Nous avons le sentiment que l’Amérique Latine est quelque peu oubliée, les gens n’ont plus l’impression qu’il s’agit toujours d’un continent où les réfugiés et déplacés internes sont nombreux. La violence est encore très présente dans certains Etats et notamment en Amérique Centrale, qui compte quelques-uns des pays les plus dangereux au monde. Des gangs armés installent un climat de corruption et de contrôle des territoires afin de recruter de nouveaux membres parmi la population civile, surtout les jeunes. Or, le gouvernement n’est pas capable d’offrir une protection aux citoyens menacés par ces bandes organisées. Porter plainte est souvent synonyme d’arrêt de mort : la justice ne règle pas ce genre de problèmes, elle est totalement impuissante, et les criminels en profitent pour finir de régler leurs comptes personnellement…

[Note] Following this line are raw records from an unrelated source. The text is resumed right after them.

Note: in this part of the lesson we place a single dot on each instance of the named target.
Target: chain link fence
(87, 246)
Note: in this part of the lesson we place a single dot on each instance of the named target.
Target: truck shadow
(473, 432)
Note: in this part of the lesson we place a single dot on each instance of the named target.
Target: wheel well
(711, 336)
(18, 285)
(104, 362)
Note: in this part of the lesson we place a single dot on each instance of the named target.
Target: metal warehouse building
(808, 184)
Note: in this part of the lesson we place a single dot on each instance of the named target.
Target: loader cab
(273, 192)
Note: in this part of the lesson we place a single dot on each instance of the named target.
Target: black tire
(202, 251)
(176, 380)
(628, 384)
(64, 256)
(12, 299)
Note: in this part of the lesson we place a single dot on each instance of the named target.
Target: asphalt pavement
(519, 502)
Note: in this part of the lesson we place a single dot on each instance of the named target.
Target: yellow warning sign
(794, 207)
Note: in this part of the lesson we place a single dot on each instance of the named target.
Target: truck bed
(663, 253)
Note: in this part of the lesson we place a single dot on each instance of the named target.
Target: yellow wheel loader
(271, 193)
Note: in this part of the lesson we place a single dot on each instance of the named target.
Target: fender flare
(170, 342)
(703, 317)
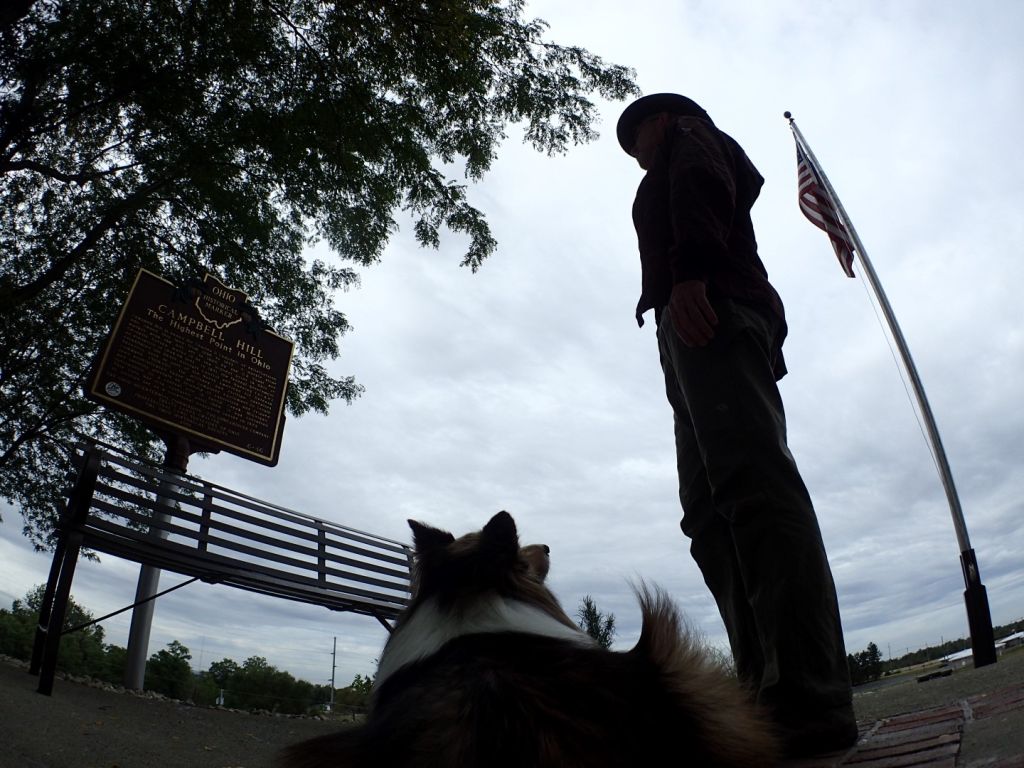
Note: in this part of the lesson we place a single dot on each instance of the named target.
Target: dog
(484, 670)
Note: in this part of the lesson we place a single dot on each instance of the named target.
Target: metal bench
(126, 508)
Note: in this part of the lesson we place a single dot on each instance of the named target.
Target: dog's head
(455, 571)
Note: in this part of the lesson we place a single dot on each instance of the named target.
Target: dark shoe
(814, 739)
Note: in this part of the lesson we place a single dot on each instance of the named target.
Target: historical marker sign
(197, 361)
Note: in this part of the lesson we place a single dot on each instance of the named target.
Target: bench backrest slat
(195, 527)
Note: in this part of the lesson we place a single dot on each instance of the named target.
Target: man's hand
(692, 315)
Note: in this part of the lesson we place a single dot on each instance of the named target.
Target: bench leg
(51, 642)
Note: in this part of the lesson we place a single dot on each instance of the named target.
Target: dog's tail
(346, 748)
(732, 730)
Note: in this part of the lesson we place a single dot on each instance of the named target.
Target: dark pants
(753, 528)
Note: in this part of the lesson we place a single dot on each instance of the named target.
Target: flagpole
(975, 596)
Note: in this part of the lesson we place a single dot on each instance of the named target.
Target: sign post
(199, 367)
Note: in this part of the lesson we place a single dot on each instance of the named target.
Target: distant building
(963, 657)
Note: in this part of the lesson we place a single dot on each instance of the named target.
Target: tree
(599, 627)
(223, 671)
(865, 666)
(81, 652)
(168, 671)
(226, 137)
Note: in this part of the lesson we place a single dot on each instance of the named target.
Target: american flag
(818, 207)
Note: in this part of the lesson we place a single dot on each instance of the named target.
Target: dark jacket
(692, 217)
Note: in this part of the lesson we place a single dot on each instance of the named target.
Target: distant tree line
(867, 665)
(254, 684)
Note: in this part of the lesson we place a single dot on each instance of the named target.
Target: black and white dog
(485, 670)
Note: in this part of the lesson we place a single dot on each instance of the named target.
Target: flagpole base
(978, 614)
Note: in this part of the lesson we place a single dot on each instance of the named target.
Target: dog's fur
(484, 669)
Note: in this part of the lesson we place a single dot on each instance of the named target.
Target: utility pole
(334, 654)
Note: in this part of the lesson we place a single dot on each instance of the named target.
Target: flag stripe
(820, 211)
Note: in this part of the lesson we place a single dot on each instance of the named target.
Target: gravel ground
(82, 726)
(907, 694)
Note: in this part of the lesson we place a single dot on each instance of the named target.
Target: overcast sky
(528, 387)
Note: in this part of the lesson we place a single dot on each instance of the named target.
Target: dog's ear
(500, 537)
(428, 539)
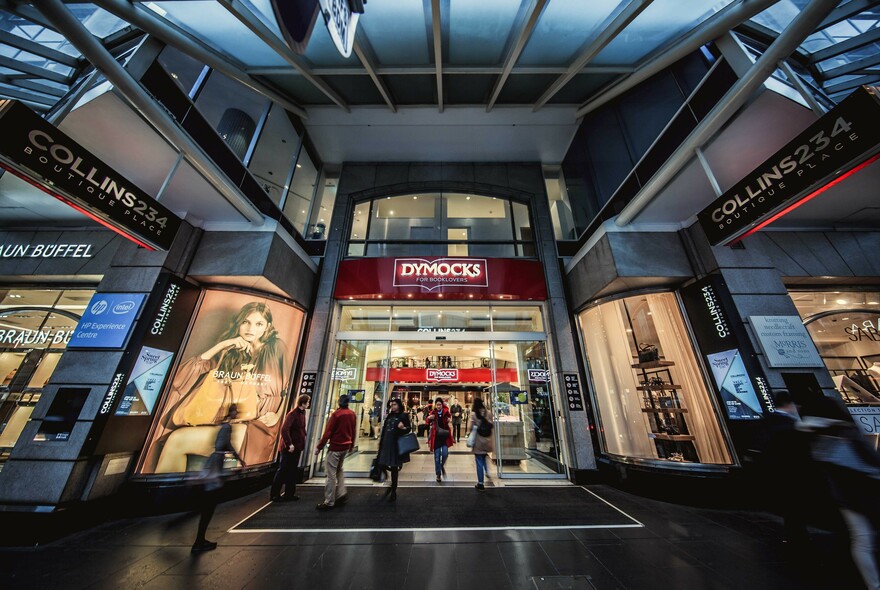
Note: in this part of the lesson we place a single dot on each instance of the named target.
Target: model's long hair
(235, 357)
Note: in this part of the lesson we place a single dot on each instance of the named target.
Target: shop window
(442, 224)
(35, 327)
(183, 69)
(845, 327)
(272, 162)
(302, 191)
(240, 349)
(649, 389)
(232, 110)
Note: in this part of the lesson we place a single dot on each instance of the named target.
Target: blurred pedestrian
(784, 459)
(396, 424)
(212, 479)
(440, 436)
(291, 446)
(480, 438)
(339, 433)
(852, 469)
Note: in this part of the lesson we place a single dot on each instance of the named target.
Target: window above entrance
(443, 224)
(447, 319)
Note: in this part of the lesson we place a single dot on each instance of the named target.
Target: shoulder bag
(408, 443)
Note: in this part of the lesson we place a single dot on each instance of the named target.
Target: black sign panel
(727, 351)
(41, 154)
(126, 412)
(573, 395)
(845, 137)
(307, 384)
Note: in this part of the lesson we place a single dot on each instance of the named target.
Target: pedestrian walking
(440, 436)
(291, 446)
(339, 438)
(396, 425)
(212, 480)
(480, 439)
(457, 411)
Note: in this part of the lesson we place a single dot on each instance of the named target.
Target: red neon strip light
(69, 203)
(797, 204)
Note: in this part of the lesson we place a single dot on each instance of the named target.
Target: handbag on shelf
(376, 472)
(407, 443)
(648, 353)
(472, 438)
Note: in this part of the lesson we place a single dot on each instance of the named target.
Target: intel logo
(124, 307)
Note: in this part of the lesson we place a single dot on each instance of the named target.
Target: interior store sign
(785, 341)
(46, 251)
(42, 155)
(840, 143)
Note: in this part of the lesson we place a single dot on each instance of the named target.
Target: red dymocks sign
(433, 278)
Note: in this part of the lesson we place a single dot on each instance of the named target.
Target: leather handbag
(407, 443)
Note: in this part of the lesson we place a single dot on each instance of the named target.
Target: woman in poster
(247, 366)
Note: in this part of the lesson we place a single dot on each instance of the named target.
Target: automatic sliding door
(526, 441)
(360, 371)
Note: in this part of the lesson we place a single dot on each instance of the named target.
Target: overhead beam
(799, 29)
(267, 36)
(91, 48)
(609, 29)
(429, 70)
(35, 71)
(364, 52)
(152, 24)
(709, 30)
(38, 49)
(437, 36)
(536, 7)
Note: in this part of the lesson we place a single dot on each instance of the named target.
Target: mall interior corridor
(634, 542)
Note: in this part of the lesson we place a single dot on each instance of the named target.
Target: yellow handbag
(210, 403)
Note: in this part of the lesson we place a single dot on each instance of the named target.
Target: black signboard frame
(842, 141)
(41, 154)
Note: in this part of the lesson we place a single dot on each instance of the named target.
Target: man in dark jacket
(291, 446)
(339, 433)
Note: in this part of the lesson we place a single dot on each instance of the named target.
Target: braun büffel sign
(41, 154)
(845, 137)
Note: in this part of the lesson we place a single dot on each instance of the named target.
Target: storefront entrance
(510, 374)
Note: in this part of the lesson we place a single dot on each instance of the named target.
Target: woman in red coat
(440, 437)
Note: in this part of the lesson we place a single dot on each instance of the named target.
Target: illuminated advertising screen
(239, 351)
(145, 382)
(735, 386)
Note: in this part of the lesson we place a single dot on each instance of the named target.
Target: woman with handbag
(247, 366)
(396, 425)
(480, 438)
(440, 437)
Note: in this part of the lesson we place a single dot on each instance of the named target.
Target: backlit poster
(145, 382)
(240, 351)
(734, 384)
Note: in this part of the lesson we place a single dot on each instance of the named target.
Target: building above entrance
(448, 278)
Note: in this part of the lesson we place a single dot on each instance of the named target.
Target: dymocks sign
(433, 274)
(42, 155)
(844, 140)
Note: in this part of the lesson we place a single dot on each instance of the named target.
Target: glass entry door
(526, 440)
(358, 371)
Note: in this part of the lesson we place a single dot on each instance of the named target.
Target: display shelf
(666, 417)
(653, 365)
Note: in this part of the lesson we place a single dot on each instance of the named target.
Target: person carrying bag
(389, 457)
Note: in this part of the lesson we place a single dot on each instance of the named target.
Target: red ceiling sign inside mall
(435, 278)
(440, 376)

Rome étant au centre des questions concernant les réfugiés, nous avons voulu montrer un autre aspect de la situation des réfugiés. Nous aimerions voir par la suite cette exposition représentée dans d’autres villes, il faut vraiment que les gens sachent ce qu’il se passe dans certaines parties du monde.


Pour finir, comment qualifieriez-vous la perception qu’ont les Italiens des réfugiés ?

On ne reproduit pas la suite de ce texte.